Remove items at positions 1,2,4,8,16,.. from list

Question

How would I go about removing every element with index 2^x in a list? I've tried using a for loop with a variable representing x increasing by 1 in every loop but this throws the out of range error.

eg:

remove([0,0,1,1,0,1,0,1,1])
>>>[1,0,1,0,1]

Answer 1

It's an irresistible temptation here to use the well-known "check if x is a power of 2" bit-manipulation trick -- (x & (x - 1)) == 0 .

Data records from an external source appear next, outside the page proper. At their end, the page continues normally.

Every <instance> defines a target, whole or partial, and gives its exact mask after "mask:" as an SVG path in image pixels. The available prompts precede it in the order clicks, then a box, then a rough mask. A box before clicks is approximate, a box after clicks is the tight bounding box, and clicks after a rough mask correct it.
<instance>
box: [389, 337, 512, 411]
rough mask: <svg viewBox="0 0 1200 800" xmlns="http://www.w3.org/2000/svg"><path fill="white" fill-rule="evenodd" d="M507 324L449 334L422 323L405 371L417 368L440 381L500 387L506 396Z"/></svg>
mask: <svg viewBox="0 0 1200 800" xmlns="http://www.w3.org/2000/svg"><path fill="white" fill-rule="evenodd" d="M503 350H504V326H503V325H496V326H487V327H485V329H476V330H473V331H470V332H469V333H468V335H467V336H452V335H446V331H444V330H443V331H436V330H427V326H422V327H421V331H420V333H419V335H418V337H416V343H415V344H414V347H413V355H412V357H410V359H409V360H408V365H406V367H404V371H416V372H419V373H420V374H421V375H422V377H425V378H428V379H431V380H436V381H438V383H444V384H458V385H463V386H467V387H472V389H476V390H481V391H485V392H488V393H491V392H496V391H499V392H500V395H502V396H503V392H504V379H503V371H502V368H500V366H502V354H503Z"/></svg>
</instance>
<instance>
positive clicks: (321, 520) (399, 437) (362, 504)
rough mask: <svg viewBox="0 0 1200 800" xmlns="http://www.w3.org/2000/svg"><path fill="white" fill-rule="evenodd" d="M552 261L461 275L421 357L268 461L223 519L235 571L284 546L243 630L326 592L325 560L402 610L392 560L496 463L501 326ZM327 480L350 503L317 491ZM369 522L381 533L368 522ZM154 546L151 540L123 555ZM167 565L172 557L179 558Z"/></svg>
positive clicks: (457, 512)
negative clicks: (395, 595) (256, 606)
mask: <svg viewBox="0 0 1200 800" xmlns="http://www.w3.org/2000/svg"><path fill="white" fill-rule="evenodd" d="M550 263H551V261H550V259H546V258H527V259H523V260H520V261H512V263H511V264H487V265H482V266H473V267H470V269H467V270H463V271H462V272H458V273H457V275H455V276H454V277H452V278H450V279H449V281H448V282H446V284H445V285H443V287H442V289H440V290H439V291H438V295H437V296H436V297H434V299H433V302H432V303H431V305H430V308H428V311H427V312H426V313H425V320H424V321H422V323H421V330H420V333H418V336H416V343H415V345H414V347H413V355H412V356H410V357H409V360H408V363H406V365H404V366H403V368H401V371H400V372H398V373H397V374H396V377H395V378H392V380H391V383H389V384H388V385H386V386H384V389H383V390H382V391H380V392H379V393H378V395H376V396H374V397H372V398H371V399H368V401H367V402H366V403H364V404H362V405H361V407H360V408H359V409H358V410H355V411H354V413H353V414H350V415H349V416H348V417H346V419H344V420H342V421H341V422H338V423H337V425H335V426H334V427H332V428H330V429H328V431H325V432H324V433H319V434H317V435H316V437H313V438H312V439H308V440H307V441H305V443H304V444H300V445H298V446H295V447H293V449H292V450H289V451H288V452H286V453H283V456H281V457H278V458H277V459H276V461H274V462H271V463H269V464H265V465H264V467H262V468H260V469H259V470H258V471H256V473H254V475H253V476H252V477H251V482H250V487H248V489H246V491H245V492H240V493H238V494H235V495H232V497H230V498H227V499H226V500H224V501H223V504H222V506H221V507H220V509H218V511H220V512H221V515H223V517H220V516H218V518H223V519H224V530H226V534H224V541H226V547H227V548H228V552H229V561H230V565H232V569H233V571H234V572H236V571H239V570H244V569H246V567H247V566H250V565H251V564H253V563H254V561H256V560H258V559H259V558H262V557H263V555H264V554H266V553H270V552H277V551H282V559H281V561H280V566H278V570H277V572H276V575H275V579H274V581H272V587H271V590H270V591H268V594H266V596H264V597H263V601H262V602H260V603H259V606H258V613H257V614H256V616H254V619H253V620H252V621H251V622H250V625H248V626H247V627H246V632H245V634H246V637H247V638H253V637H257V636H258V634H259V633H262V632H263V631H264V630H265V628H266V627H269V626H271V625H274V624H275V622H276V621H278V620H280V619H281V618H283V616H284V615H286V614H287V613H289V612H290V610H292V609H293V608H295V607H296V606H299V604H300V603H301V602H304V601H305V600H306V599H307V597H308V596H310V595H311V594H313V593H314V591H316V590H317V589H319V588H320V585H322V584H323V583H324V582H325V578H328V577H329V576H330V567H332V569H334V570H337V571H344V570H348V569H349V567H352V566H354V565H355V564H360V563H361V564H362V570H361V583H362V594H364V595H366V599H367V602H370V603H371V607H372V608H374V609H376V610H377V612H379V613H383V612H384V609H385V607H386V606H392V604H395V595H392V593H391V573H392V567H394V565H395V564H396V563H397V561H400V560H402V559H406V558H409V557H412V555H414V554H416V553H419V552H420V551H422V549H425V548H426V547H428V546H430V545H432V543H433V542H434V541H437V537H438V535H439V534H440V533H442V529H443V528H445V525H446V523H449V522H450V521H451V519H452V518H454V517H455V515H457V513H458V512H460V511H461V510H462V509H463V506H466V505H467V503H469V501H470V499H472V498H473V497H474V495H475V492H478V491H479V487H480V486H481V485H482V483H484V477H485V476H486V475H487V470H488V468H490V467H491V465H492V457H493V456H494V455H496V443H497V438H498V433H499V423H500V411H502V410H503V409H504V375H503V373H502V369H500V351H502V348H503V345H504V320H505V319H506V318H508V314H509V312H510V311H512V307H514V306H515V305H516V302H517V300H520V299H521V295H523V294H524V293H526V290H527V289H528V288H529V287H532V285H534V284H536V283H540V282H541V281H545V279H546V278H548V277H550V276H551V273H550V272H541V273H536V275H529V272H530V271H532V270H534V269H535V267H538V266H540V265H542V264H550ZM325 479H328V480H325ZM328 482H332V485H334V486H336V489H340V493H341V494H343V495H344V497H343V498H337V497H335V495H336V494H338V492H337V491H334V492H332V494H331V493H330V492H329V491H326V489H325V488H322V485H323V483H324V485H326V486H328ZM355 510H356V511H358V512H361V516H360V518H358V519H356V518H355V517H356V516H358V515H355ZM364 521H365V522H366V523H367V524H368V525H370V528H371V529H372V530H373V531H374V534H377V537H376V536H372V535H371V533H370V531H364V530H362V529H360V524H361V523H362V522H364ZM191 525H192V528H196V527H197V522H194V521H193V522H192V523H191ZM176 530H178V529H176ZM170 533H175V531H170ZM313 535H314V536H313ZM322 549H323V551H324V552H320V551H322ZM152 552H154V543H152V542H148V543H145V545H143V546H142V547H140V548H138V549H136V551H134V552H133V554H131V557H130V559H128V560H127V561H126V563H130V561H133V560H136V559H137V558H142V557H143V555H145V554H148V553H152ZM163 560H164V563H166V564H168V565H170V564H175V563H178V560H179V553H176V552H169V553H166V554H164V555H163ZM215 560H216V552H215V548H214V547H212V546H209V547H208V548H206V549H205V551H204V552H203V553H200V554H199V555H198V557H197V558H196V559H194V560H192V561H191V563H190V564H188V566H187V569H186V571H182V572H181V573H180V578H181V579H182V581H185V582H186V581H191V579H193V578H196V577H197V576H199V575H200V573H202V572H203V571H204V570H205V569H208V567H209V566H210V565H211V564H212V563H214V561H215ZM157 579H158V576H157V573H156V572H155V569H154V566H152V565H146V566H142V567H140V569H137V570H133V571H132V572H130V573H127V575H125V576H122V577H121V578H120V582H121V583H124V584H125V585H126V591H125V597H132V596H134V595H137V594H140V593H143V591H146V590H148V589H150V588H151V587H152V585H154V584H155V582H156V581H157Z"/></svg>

Since here you actually want to check x + 1 , and in Python == 0 can be subsumed in an implicit truthiness check...:

def remove(listarg):
    return [it for x, it in enumerate(listarg) if (x & (x+1))]

Pretty inscrutable, alas...!-)

Ah well, at least it's easy to check it works...:=_

>>> set(range(1,35)).difference(remove(range(1,35)))
{32, 1, 2, 4, 8, 16}

Answer 2

Probably not the most efficient solution, but this is nice and simple:

import math

orig = [0,0,1,1,0,1,0,1,1]

max_power_of_2 = int(math.log(len(orig), 2))
# Only generate these up to the length of the list
powers_of_2 = set(2**n for n in range(max_power_of_2 + 1))

# Your example output implies you're using 1-based indexing,
#   which is why I'm adding 1 to the index here
cleaned = [item for index, item in enumerate(orig) 
           if not index + 1 in powers_of_2]

In [13]: cleaned
Out[13]: [1, 0, 1, 0, 1]

Answer 3

This is how I'd do it:

from math import log

my_list  = [0,0,1,1,0,1,0,1,1]
new_list = [item for i,item in enumerate(my_list,1) if not log(i,2).is_integer()]

This yields [1, 0, 1, 0, 1] .

Answer 4

Analytical approach:

from math import ceil, log

def remove(list_):
    """ Create new list with every element with index 2**x removed. """
    indices = set((2**i-1 for i in range(int(ceil(log(len(list_), 2)))+1)))
    return [elem for i, elem in enumerate(list_) if i not in indices]

print(remove([0,0,1,1,0,1,0,1,1]))  # --> [1, 0, 1, 0, 1]